Spies were introduced into the witch's lair. The names of its chief frequenters became known, and soon wholesale arrests were made, which were followed by the inevitable condemnations. Robespierre had not actually been named; but the identity of the sycophants who had proclaimed him the Messenger of the Most High, the Morning Star, or the Regenerator of Mankind, were hurled across from the tribune of the Convention, like poisoned arrows aimed at the tyrant himself.
But Robespierre had been too wary to allow himself to be dragged into the affair. His enemies tried to goad him into defending his worshippers, thus admitting his association with the gang; but he remained prudently silent, and with callous ruthlessness he sacrificed them to his own safety. He never raised his voice nor yet one finger to save them from death, and whilst he—the bloodthirsty autocrat—remained firmly installed upon his self-constituted throne, those who had acclaimed him as second only to God, perished upon the scaffold.

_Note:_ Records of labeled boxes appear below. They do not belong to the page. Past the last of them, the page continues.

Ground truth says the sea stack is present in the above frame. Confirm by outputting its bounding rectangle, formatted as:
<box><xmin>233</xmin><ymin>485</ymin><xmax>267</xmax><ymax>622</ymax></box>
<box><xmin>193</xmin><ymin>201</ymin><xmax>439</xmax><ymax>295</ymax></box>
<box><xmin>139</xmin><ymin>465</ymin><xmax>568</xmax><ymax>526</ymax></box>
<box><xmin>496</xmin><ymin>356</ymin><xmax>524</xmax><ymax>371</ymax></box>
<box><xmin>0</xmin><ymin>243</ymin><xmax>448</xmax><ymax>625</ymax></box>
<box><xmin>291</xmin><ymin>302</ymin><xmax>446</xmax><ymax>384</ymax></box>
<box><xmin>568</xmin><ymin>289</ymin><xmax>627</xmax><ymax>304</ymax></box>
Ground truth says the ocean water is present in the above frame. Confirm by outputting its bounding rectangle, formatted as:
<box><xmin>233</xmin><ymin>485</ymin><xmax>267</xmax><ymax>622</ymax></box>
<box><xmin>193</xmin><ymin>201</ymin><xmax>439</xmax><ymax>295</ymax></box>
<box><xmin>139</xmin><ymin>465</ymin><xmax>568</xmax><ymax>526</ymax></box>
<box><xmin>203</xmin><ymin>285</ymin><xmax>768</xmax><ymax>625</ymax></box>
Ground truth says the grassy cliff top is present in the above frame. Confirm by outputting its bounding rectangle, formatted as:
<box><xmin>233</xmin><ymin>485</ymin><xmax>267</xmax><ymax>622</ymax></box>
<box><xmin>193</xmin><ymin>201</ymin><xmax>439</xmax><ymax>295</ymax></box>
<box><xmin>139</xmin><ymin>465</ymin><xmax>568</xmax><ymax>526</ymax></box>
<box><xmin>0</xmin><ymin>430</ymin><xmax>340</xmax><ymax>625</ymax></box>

Mother Théot, for some inexplicable reason, escaped this wholesale slaughter; but her séances were henceforth shorn of their splendour. Robespierre no longer dared frequent them even in disguise. The house in the Rue de la Planchette became a marked one to the agents of the Committee of Public Safety, and the witch herself was reduced to innumerable shifts to eke out a precarious livelihood and to keep herself in the good graces of those agents, by rendering them various unavowable services.
To those, however, who chose to defy public opinion and to disregard the dangers which attended the frequentation of Mother Théot's sorceries, these latter had lost little or nothing of their pristine solemnity. There was the closely curtained room; the scented, heavy atmosphere; the chants, the coloured flames, the ghost-like neophytes. Draped in her grey veils, the old witch still wove her spells and called on the powers of light and of darkness to aid her in foretelling the future. The neophytes chanted and twisted their bodies in quaint contortions; alone, the small blackamoor grinned at what experience had taught him was nothing but quackery and charlatanism.